Out of the employed feature selection methods and the 51 possible features available, LASSO Regression was the least selective, followed by Random Forest and XGBoost, which selected the fewest features. For the methods trained on the global cohort, LASSO selected 44 features, Random Forest selected 16 features and XGBoost selected 6 features. When trained on Higher-level ethnicity groups the average number of features selected were 29.8 ± 7.0 by LASSO, 19.0 ± 2.0 by Random Forest and 5.8 ± 1.2 by XGBoost. For LASSO, Random Forest and XGBoost models when trained on Primary Code ethnicity groups, the average number of features selected were 22.4 ± 9.0, 16.3 ± 2.3 and 7.5 ± 4.2, respectively. A visualisation of the different features selected by XGBoost for each of the groups is given in Figure 3. The model trained on the global cohort selected the age group features 18-29, 30-39, 40-49 and 70-79, CVD history and CVD history one year prior to COVID-19 infection. When trained on specific ethnicity groups, other features were selected such as statins in the Bangladeshi population, hypertension in the Caribbean population and diabetes in the Chinese population.

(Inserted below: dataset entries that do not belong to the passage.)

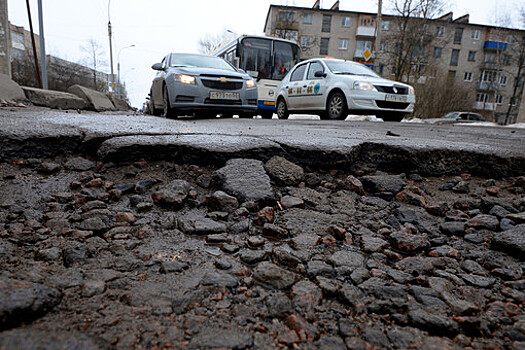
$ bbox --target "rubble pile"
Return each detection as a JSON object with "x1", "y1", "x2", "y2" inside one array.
[{"x1": 0, "y1": 157, "x2": 525, "y2": 349}]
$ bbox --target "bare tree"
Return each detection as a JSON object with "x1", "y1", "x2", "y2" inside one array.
[
  {"x1": 378, "y1": 0, "x2": 445, "y2": 82},
  {"x1": 199, "y1": 29, "x2": 230, "y2": 55},
  {"x1": 80, "y1": 38, "x2": 106, "y2": 90}
]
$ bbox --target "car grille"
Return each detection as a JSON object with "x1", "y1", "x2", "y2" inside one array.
[
  {"x1": 201, "y1": 75, "x2": 244, "y2": 90},
  {"x1": 374, "y1": 85, "x2": 408, "y2": 95},
  {"x1": 376, "y1": 100, "x2": 410, "y2": 109},
  {"x1": 204, "y1": 98, "x2": 242, "y2": 106}
]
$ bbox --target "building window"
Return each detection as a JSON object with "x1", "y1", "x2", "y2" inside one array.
[
  {"x1": 450, "y1": 49, "x2": 459, "y2": 66},
  {"x1": 303, "y1": 13, "x2": 314, "y2": 24},
  {"x1": 279, "y1": 11, "x2": 295, "y2": 22},
  {"x1": 301, "y1": 36, "x2": 312, "y2": 47},
  {"x1": 476, "y1": 92, "x2": 489, "y2": 103},
  {"x1": 454, "y1": 28, "x2": 463, "y2": 45},
  {"x1": 321, "y1": 15, "x2": 332, "y2": 33},
  {"x1": 319, "y1": 38, "x2": 330, "y2": 55}
]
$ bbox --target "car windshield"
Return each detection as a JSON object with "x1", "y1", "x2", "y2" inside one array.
[
  {"x1": 325, "y1": 61, "x2": 379, "y2": 78},
  {"x1": 170, "y1": 54, "x2": 235, "y2": 71}
]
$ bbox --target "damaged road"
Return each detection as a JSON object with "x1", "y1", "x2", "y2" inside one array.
[{"x1": 0, "y1": 108, "x2": 525, "y2": 349}]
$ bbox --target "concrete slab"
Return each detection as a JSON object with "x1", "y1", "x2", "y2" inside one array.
[
  {"x1": 22, "y1": 86, "x2": 88, "y2": 109},
  {"x1": 0, "y1": 74, "x2": 27, "y2": 102},
  {"x1": 68, "y1": 85, "x2": 116, "y2": 112}
]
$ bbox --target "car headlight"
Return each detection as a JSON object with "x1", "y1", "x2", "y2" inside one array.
[
  {"x1": 174, "y1": 74, "x2": 195, "y2": 84},
  {"x1": 354, "y1": 81, "x2": 377, "y2": 91}
]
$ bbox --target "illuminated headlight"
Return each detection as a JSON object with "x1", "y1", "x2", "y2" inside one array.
[
  {"x1": 174, "y1": 74, "x2": 195, "y2": 84},
  {"x1": 354, "y1": 81, "x2": 377, "y2": 91}
]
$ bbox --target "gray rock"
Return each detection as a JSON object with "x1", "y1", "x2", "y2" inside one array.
[
  {"x1": 491, "y1": 224, "x2": 525, "y2": 260},
  {"x1": 206, "y1": 191, "x2": 239, "y2": 212},
  {"x1": 0, "y1": 327, "x2": 112, "y2": 350},
  {"x1": 188, "y1": 328, "x2": 253, "y2": 349},
  {"x1": 213, "y1": 159, "x2": 276, "y2": 202},
  {"x1": 0, "y1": 277, "x2": 62, "y2": 330},
  {"x1": 361, "y1": 175, "x2": 405, "y2": 194},
  {"x1": 264, "y1": 156, "x2": 304, "y2": 186},
  {"x1": 253, "y1": 261, "x2": 299, "y2": 290}
]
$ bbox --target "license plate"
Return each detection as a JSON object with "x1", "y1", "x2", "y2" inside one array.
[
  {"x1": 385, "y1": 94, "x2": 407, "y2": 102},
  {"x1": 210, "y1": 91, "x2": 239, "y2": 100}
]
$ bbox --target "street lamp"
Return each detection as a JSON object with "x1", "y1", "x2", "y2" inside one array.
[
  {"x1": 108, "y1": 0, "x2": 115, "y2": 93},
  {"x1": 117, "y1": 44, "x2": 135, "y2": 97}
]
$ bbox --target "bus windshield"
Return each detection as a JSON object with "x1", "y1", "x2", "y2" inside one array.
[{"x1": 240, "y1": 38, "x2": 299, "y2": 80}]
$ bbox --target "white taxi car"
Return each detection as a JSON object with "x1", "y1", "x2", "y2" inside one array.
[{"x1": 276, "y1": 58, "x2": 416, "y2": 121}]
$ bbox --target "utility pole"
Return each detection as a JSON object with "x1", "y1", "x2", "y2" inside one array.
[
  {"x1": 108, "y1": 0, "x2": 115, "y2": 93},
  {"x1": 374, "y1": 0, "x2": 383, "y2": 72},
  {"x1": 38, "y1": 0, "x2": 47, "y2": 90},
  {"x1": 26, "y1": 0, "x2": 44, "y2": 89}
]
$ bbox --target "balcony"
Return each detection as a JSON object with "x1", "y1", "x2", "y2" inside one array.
[
  {"x1": 483, "y1": 40, "x2": 507, "y2": 51},
  {"x1": 356, "y1": 26, "x2": 376, "y2": 37},
  {"x1": 474, "y1": 102, "x2": 496, "y2": 111},
  {"x1": 476, "y1": 81, "x2": 501, "y2": 91}
]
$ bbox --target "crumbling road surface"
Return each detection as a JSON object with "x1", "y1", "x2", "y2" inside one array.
[{"x1": 0, "y1": 111, "x2": 525, "y2": 349}]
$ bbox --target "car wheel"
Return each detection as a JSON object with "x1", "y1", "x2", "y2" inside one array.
[
  {"x1": 326, "y1": 91, "x2": 348, "y2": 120},
  {"x1": 277, "y1": 98, "x2": 290, "y2": 119},
  {"x1": 162, "y1": 86, "x2": 177, "y2": 118},
  {"x1": 376, "y1": 112, "x2": 406, "y2": 122}
]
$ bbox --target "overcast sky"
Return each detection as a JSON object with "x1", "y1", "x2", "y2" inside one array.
[{"x1": 8, "y1": 0, "x2": 522, "y2": 107}]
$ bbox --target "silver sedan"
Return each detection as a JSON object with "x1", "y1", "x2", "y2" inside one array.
[
  {"x1": 277, "y1": 58, "x2": 416, "y2": 121},
  {"x1": 150, "y1": 53, "x2": 257, "y2": 118}
]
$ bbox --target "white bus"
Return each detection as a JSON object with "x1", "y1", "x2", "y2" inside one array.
[{"x1": 214, "y1": 35, "x2": 300, "y2": 119}]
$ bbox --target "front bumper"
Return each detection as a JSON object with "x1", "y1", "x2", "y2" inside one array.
[
  {"x1": 168, "y1": 80, "x2": 257, "y2": 113},
  {"x1": 346, "y1": 90, "x2": 416, "y2": 114}
]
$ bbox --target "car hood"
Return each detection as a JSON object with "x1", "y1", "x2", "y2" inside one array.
[{"x1": 169, "y1": 67, "x2": 250, "y2": 79}]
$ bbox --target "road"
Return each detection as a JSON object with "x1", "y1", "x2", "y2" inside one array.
[{"x1": 0, "y1": 110, "x2": 525, "y2": 177}]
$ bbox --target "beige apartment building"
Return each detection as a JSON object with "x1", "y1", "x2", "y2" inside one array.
[{"x1": 264, "y1": 1, "x2": 525, "y2": 124}]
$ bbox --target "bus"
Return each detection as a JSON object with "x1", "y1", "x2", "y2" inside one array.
[{"x1": 213, "y1": 35, "x2": 300, "y2": 119}]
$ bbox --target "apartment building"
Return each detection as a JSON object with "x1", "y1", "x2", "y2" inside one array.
[{"x1": 264, "y1": 1, "x2": 525, "y2": 123}]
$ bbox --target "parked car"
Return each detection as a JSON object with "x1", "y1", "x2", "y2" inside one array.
[
  {"x1": 276, "y1": 58, "x2": 416, "y2": 121},
  {"x1": 440, "y1": 112, "x2": 485, "y2": 122},
  {"x1": 150, "y1": 53, "x2": 257, "y2": 118}
]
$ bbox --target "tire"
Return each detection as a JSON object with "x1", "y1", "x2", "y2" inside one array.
[
  {"x1": 277, "y1": 98, "x2": 290, "y2": 119},
  {"x1": 376, "y1": 112, "x2": 406, "y2": 122},
  {"x1": 161, "y1": 85, "x2": 177, "y2": 118},
  {"x1": 325, "y1": 91, "x2": 348, "y2": 120}
]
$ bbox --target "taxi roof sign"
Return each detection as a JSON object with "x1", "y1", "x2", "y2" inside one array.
[{"x1": 363, "y1": 49, "x2": 372, "y2": 61}]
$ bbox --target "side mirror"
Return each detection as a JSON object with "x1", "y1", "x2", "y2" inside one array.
[{"x1": 151, "y1": 63, "x2": 164, "y2": 70}]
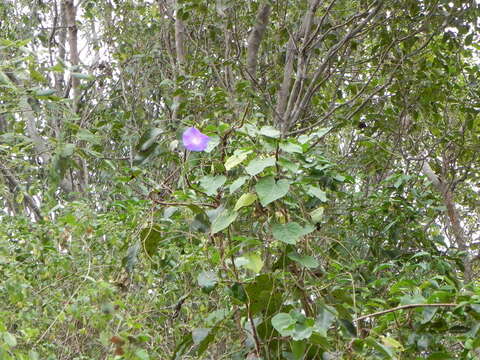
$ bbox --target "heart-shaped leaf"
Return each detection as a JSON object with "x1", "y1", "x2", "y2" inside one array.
[{"x1": 255, "y1": 176, "x2": 290, "y2": 206}]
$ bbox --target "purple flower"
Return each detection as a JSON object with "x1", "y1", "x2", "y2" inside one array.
[{"x1": 182, "y1": 128, "x2": 210, "y2": 151}]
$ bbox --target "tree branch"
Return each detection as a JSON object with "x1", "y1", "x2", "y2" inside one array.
[{"x1": 247, "y1": 3, "x2": 271, "y2": 79}]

![Figure 3:](http://medrxiv.org/https://www.medrxiv.org/content/medrxiv/early/2023/09/14/2023.09.13.23295489/F3.medium.gif)

[Figure 3:](http://medrxiv.org/content/early/2023/09/14/2023.09.13.23295489/F3)

Figure 3: 
Features selected by XGBoost, as stratified by Primary Code ethnicity group. Shown are chart segments showing age, index of multiple deprivation (IMD), ethnicity, medications and other predictors. The coloured segments represent the features that have been selected by the methods and the blank segments indicate that the feature was not selected for inclusion in prediction.

### Discrimination

The AUROC discrimination measures were calculated for each of the four models for the held-out testing data and each ethnicity grouping. The models were Logistic Regression using features selected by LASSO (LASSO + LR), QRISK (QRISK + LR), Random Forest (RF + LR) and XGBoost (XGB + LR) and the population stratifications were the global cohort, the 6 Higher-level ethnicity groupings and the 19 Primary Code ethnicity groupings. For the model trained on the global cohort, the highest AUROC across the Primary Code ethnicity groups was for LASSO + LR in the White and Asian cohort 0.952 [0.917 – 0.988] and the lowest was 0.778 [0.636 – 0.920] for RF+ LR in the Arab cohort. In all ethnicity groups except for Arab, QRISK + LR was the poorest performing model. For the models trained on specific higher-level ethnicity groups, the highest performance was 0.942 [0.910 – 0.975] for LASSO + LR in the White and Black Caribbean group and the lowest was 0.783 [0.586 – 0.981] for RF + LR in the Gypsy and Irish Traveller population. QRISK + LR was the lowest performing across all groups except for Gypsy or Irish Traveller, White and Asian, Chinese and Unknown populations. For the models trained on the Primary Code ethnicity groups, the highest performance was 0.957 [0.919 – 0.995] in LASSO + LR for the Gypsy and Irish Traveller population and the lowest performance was 0.775 [0.636 – 0.913] in QRISK + LR for the Arab population. QRISK + LR was the lowest performing in all groups except for the White and Black Caribbean and the Unknown populations. Figure 4 shows a visualisation for the AUROC for each set of models, stratified by Primary Code ethnicity group.

![Figure 4:](http://medrxiv.org/https://www.medrxiv.org/content/medrxiv/early/2023/09/14/2023.09.13.23295489/F4.medium.gif)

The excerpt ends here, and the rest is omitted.